Maar daar is nog veel meer! De bron hierdoor aangeboord vloeit sterk, steeds rijkelijker. Daar ligt voor mij een brief geschreven uit Nijkerk op de Veluwe, 8 Mei 1834, geteekend: uw liefh. Vriend en Broeder in ’t geloof C. C. Callenbach; de brief is geadresseerd aan Mejufvrouw de Cock, Huisvrouw van den Weleerw. Zeer Gel. Heer H. de Cock, Geref. Leeraar te Ulrum bij Groningen. Evenwel de eerste drie-en-twintig regels zijn niet geschreven met de hand van Nijkerk’s bekenden predikant Callenbach; ook zijn ze niet onderteekend; toch zonder eenigen twijfel geschreven door De Cock; moge dit al blijken uit den aanhef, het schrift laat daaromtrent evenmin twijfel toe. Bij inzage van den brief zoudt ge zeggen: het opschrift alleen sluit toch reeds allen twijfel uit omtrent den brief: Hartelijk geliefde echtgenoote en kinderen en Gemeente zoo van Ulrum als elders!
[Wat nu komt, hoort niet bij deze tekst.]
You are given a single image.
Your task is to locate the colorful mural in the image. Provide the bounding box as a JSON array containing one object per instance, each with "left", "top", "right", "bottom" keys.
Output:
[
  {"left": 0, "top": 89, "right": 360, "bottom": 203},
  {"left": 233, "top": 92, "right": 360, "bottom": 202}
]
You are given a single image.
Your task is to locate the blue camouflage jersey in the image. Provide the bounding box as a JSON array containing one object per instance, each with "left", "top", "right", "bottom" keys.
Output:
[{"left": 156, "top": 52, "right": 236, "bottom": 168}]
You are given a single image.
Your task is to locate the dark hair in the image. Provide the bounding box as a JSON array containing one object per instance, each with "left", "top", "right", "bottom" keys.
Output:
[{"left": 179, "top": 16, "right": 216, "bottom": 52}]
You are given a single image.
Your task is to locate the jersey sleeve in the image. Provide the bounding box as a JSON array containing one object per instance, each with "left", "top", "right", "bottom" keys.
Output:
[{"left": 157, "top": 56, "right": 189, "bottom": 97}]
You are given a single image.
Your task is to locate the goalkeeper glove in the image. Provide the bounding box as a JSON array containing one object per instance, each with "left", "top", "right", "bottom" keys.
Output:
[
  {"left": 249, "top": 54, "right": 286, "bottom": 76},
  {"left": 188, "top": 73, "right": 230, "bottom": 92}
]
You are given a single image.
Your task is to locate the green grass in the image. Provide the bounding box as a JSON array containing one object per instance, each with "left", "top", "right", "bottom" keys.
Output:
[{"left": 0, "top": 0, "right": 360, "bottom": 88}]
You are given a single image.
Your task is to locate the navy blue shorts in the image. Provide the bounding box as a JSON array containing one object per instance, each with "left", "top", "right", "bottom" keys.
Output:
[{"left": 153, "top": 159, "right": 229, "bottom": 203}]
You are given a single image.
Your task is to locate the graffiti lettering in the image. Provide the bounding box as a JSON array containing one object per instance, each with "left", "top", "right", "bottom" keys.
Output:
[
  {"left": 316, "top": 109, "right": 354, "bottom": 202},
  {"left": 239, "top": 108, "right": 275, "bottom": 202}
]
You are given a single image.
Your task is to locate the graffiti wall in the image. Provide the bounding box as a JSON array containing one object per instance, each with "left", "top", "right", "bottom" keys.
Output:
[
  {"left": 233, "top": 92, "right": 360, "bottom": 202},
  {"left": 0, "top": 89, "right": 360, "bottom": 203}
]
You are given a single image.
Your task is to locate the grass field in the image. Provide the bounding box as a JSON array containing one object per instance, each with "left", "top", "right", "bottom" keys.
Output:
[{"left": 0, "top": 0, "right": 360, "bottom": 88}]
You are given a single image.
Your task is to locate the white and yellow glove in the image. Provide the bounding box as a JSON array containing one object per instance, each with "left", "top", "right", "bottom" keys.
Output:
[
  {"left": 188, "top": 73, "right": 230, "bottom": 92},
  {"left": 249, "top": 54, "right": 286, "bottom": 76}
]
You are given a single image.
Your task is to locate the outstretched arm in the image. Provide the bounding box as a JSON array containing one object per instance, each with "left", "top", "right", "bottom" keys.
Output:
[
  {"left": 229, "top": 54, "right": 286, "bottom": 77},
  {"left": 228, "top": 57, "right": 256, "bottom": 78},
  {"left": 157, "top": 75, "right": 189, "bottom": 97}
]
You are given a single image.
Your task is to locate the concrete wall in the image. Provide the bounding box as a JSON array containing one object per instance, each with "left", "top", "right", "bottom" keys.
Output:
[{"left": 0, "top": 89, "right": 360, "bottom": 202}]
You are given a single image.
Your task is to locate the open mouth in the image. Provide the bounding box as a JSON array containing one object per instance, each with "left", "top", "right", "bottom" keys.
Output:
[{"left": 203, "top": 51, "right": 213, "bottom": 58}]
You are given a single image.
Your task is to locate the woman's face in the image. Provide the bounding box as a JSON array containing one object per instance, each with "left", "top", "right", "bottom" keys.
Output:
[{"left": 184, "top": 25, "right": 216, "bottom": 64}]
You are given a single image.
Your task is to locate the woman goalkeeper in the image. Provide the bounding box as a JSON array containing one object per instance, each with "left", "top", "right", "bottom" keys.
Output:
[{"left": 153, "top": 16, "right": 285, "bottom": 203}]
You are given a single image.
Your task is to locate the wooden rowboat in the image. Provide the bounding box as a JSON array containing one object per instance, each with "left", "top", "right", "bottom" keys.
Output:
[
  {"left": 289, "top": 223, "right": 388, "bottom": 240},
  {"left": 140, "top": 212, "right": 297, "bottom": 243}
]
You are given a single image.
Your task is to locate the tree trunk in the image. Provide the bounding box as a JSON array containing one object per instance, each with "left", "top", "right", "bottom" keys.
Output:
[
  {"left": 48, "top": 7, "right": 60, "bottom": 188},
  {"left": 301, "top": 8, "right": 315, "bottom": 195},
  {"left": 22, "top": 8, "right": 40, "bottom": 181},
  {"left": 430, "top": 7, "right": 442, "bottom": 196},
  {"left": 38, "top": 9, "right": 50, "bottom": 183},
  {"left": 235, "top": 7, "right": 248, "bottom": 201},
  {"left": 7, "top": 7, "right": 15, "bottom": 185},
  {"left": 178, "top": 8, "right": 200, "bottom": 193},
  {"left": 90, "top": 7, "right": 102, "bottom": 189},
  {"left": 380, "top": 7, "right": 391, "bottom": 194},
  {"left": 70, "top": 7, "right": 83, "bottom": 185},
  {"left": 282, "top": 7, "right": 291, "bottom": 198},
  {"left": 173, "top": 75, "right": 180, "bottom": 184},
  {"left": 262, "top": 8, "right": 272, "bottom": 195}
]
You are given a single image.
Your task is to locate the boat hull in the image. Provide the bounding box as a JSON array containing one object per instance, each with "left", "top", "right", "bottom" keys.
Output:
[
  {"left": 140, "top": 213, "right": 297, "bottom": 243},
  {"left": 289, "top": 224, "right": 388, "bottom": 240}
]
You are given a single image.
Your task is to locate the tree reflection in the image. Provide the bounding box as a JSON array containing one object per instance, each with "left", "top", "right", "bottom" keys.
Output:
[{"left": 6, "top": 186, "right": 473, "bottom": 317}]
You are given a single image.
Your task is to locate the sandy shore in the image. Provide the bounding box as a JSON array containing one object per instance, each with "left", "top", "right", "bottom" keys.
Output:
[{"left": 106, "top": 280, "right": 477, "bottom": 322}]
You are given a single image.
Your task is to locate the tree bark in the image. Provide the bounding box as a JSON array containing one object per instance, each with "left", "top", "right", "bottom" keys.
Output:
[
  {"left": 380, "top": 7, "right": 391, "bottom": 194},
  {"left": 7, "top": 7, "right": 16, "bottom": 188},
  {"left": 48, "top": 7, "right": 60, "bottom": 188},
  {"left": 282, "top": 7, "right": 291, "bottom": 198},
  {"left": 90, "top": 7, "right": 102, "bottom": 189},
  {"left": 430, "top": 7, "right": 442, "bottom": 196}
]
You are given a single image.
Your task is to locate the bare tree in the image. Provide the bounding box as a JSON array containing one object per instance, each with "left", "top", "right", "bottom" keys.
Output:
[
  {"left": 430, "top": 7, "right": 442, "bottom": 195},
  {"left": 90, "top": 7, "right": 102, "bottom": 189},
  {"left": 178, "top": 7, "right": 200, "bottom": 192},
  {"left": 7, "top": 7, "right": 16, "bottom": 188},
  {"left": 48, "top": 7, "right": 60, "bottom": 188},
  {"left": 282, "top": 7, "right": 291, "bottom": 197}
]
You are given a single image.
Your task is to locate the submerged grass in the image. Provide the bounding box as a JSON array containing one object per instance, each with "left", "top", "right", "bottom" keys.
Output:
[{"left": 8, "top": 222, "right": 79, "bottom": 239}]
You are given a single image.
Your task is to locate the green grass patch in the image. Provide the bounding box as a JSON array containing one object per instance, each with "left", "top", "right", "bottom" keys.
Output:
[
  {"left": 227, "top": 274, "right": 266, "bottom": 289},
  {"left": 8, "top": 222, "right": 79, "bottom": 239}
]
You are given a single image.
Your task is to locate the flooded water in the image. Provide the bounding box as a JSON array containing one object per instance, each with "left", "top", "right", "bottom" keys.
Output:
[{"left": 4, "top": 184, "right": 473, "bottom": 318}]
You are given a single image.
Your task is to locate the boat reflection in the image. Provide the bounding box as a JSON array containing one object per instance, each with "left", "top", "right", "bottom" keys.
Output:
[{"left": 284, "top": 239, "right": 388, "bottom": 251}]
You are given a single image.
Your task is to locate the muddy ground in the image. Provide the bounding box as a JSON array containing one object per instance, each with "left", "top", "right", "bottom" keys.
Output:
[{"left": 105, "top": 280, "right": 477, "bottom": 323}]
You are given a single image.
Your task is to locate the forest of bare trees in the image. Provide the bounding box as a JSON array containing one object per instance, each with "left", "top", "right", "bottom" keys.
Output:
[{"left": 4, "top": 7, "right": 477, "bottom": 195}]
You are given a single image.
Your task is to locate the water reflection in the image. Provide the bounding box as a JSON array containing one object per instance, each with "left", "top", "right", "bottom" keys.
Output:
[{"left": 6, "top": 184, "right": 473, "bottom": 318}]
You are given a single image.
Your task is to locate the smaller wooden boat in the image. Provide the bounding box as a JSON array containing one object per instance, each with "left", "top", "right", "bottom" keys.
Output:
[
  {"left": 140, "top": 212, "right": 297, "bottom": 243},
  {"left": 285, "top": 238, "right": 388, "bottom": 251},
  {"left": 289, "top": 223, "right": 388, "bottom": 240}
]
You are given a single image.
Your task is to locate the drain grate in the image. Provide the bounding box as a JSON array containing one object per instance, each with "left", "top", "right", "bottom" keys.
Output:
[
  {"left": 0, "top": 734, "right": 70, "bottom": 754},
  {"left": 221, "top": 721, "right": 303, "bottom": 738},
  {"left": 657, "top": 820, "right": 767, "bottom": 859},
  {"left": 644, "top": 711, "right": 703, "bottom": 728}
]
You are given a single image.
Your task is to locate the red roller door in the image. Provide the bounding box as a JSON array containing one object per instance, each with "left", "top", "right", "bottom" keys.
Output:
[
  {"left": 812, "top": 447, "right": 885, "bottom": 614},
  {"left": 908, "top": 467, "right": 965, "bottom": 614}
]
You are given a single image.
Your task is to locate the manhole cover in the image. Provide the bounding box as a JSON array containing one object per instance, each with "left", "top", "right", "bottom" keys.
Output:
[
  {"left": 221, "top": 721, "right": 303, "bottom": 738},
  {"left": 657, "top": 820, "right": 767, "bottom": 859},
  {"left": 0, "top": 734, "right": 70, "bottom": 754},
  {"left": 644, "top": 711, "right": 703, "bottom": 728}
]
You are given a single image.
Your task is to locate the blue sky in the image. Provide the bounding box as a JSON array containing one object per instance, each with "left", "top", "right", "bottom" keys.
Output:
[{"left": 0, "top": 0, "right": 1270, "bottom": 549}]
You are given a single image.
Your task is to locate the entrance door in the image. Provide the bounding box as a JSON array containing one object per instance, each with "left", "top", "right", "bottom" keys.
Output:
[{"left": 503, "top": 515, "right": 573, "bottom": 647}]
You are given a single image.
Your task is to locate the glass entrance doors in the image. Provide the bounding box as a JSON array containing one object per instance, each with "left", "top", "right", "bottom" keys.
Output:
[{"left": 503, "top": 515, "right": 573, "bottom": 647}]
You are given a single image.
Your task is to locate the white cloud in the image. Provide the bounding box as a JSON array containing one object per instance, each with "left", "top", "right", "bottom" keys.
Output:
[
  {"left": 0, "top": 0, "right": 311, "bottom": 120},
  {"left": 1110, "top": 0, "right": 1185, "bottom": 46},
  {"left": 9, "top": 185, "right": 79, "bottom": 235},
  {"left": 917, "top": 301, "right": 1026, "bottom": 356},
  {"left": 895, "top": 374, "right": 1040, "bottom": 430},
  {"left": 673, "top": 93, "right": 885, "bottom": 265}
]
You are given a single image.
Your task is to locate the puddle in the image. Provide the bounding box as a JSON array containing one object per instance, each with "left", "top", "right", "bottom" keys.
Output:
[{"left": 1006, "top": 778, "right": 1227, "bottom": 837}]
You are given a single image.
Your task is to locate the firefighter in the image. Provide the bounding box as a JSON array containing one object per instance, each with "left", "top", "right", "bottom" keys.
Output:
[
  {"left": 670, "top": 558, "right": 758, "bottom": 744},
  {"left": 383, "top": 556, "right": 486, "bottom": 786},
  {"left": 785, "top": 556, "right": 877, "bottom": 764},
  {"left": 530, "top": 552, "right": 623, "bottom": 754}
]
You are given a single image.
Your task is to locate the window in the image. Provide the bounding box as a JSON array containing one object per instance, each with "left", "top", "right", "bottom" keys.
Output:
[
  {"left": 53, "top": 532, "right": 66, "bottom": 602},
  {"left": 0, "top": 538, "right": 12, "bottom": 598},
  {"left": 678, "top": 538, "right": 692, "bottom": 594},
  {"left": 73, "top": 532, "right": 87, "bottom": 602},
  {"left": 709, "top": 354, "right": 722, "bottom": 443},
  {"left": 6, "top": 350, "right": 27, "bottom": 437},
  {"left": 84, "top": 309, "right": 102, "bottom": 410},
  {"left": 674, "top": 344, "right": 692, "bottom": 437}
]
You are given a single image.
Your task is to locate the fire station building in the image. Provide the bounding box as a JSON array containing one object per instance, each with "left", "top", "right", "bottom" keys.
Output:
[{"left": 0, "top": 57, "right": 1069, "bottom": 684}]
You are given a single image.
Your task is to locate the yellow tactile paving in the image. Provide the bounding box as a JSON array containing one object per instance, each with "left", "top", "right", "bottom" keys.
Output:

Ieder die de geschiedenis der Afscheiding navorscht zal blijde zijn van de hand van De Cock dit opschrift te lezen; dat als elders houdt een kostbaar gegeven in voor De Cock’s beschouwing, nog vóór de daad op 14 October van datzelfde jaar, omtrent zijn gemeente en zijn werk voor haar!
Toch moet ik hier nog iets bijvoegen. Uit de gevangenis ontslagen, ging De Cock dra op reis, gemeenten werden gesticht enz. enz.; in haast schreef hij brieven aan zijn vrouw „mejufvrouw de Cock”. Sommigen dier brieven zijn door hemzelf geschreven, maar eenige zijn niet van zijn hand, maar door anderen geschreven; zoo toen hij te Kampen werd opgepakt, des nachts gewekt in zijn cachot en toen om drie uur naar Zwolle getransporteerd om voor den rechter te verschijnen. Anderen schreven dat aan zijne vrouw alsof het door hem geschreven was. Zoo ook uit den Haag: een brief geadresseerd aan zijne vrouw als door hem geschreven, echter niet met zijn hand, maar met die van J. van Golverdinge Sr. Dit kleine trekje uitgewezen door het handschrift zegt, hoe bezet zijn tijd was op deze reize.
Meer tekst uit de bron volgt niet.